実際には、複数の天体が同時に動いており、それぞれが異なる領域に影響を与えています。ひとつの配置が緊張を示していても、別の天体がサポートしていればバランスが取れることもあります。

占星術に慣れていないうちは、まず「木星がどこにあるか」「土星がどこにあるか」の2つだけに注目して、大きな流れを掴むことから始めるのがおすすめです。

初心者が誤解しやすいポイント

トランジットは未来の断定ではない

「この時期にこうなる」と言い切ることは、トランジットの本来の使い方ではありません。トランジットが示すのは、どんなテーマが浮上しやすいか、どんな流れが出やすいかという傾向です。

同じ配置であっても、その人のネイタルの構成や、これまでの経験、現在の環境によって出方はまったく異なります。「星がこう並んでいるから、こうなる」ではなく、「こういう流れが出やすい時期に、自分はどう動くか」を考えるための材料として使うのが、天庵の基本的な立場です。

強い配置でも出方には個人差がある

占星術の情報を見ていると、「冥王星が◯◯に来るから大変動」といった表現を見かけることがあります。確かに動きの遅い天体のトランジットは影響の期間が長く、人生の転機に関わることもあります。

しかし、同じトランジットを受けていても、ある人には大きな転機として現れ、別の人にはほとんど実感のないまま過ぎることもあります。出方は一律ではないため、過度に恐れたり期待したりする必要はありません。

出生時間が不明だと読みにくい部分がある

トランジットを個人に落とし込んで読むには、正確な出生時間がわかっているほうが精度は上がります。出生時間によってアセンダントやハウスの位置が決まるため、これらが不明だと「どの領域にテーマが出やすいか」の判断が難しくなります。

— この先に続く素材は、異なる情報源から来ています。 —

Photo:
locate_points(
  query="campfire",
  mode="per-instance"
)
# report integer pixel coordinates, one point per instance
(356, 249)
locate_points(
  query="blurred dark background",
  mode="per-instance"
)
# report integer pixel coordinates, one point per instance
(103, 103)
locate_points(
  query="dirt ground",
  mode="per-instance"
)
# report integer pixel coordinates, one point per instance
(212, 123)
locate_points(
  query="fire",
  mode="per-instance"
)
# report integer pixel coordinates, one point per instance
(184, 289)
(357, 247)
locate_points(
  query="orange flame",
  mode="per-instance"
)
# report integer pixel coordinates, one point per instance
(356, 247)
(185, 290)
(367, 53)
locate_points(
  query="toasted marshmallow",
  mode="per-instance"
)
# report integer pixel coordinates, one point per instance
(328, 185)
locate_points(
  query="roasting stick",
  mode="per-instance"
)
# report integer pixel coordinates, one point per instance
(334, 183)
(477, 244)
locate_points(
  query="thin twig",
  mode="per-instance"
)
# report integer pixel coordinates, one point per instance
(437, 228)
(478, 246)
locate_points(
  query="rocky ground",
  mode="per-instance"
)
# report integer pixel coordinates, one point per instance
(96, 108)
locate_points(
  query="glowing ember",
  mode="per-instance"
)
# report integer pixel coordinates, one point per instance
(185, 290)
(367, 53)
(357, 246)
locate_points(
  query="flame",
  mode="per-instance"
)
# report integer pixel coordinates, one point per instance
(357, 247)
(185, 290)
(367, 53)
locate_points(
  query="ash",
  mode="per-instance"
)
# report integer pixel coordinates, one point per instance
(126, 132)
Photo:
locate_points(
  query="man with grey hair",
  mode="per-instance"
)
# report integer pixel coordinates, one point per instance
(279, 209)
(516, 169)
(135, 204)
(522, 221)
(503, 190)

出生時間がわからない場合でも、太陽や月へのトランジットはある程度読むことができますが、精密な読み取りには限界があることを知っておいてください。

関連する用語

  • ネイタル(出生図):生まれた瞬間の天体配置。トランジットの「基準点」になる
  • シナストリー:2人の出生図を重ねて相性を読む方法。天庵式相性指数のベース → シナストリーとは(用語集)
  • プログレス(進行図):出生図を時間の経過に沿って進行させた図。内面的な成長や変化を読む
  • アスペクト:天体同士の角度関係。トランジットでも重要な読み取り要素
  • サターンリターン:トランジットの土星が出生図の土星の位置に戻ってくる約29年周期の節目

用語の全体像を把握したい方は、用語集トップから確認できます。

よくある質問

Q. トランジットと「今日の運勢」は同じものですか?

完全に同じではありません。雑誌やアプリの「今日の運勢」は、太陽星座をベースにトランジットの一部を簡略化して伝えていることが多い形式です。トランジットを本格的に読む場合は、個人の出生図と重ね合わせて見る必要があります。

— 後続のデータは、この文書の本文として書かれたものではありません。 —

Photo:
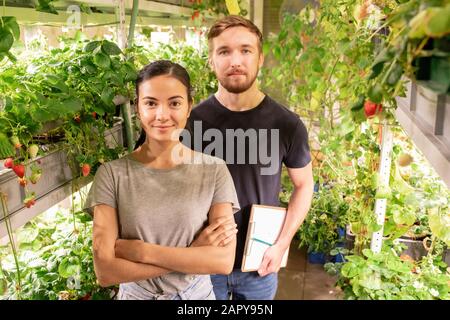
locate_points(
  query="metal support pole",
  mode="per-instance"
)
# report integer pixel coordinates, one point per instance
(126, 108)
(384, 173)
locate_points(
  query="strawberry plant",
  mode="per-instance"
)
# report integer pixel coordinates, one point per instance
(55, 260)
(9, 31)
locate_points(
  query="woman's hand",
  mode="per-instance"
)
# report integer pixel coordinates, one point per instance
(217, 234)
(132, 250)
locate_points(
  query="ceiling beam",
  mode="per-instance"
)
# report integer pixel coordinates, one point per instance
(144, 5)
(31, 16)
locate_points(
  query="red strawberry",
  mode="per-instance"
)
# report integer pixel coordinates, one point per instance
(19, 170)
(30, 200)
(9, 163)
(35, 176)
(22, 181)
(33, 150)
(85, 169)
(16, 142)
(30, 203)
(371, 108)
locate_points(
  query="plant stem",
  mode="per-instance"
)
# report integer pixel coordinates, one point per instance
(11, 242)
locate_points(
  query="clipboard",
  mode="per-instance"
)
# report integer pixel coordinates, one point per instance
(264, 227)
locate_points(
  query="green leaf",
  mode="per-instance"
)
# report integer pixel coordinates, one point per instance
(282, 35)
(440, 224)
(404, 216)
(85, 8)
(370, 280)
(438, 24)
(107, 96)
(10, 23)
(68, 269)
(395, 75)
(102, 60)
(91, 46)
(349, 270)
(110, 48)
(46, 6)
(99, 109)
(6, 40)
(378, 64)
(6, 148)
(375, 93)
(71, 105)
(28, 235)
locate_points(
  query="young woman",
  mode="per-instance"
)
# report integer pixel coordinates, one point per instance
(151, 207)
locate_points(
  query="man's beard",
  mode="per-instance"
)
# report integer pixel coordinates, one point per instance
(239, 87)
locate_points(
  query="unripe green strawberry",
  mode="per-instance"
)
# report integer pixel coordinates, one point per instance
(85, 169)
(35, 176)
(16, 142)
(33, 150)
(9, 163)
(19, 170)
(22, 181)
(30, 200)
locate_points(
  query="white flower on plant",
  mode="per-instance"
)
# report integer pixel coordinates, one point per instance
(434, 292)
(418, 285)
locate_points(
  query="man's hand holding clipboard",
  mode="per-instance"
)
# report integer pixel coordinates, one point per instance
(261, 252)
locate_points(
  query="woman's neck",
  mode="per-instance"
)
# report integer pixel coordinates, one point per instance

Q. 出生時間がわからなくてもトランジットは読めますか?

太陽や月など主要な天体へのトランジットはある程度読めます。ただし、アセンダントやハウスを使った細かい読み取りには出生時間が必要です。わからない場合は、その範囲で読めることと読めないことを分けて考えると混乱しにくくなります。

Q. トランジットで「悪い配置」が出たら必ず悪いことが起きますか?

いいえ。トランジットは傾向を示すものであり、特定の出来事を確定するものではありません。緊張の配置が出ていても、それが「見直しのきっかけ」になることもあります。出方は個人の状況や他の天体の配置によっても異なります。

まとめ

トランジットとは、今動いている天体が自分の出生図にどう作用するかを見る読み方です。未来を断定する技法ではなく、今の時期にどんなテーマや流れが出やすいかを把握するための道具です。

ネイタルが「自分の地形」、シナストリーが「人との関係」を読むものだとすれば、トランジットは「今の天気」を読むものです。同じ地形でも天気が違えば歩き方は変わります。トランジットを知ることで、時期に合った判断や行動の参考にすることができます。

大切なのは、トランジットを「答え」として受け取るのではなく、自分の状況を理解し、自分で判断するための材料として使うことです。星は傾向を示すものであり、最終的な選択はいつも自分自身にあります。

※ 本記事は西洋占星術の一解釈に基づく解説です。医療・法律・金融等の専門判断の代替ではありません。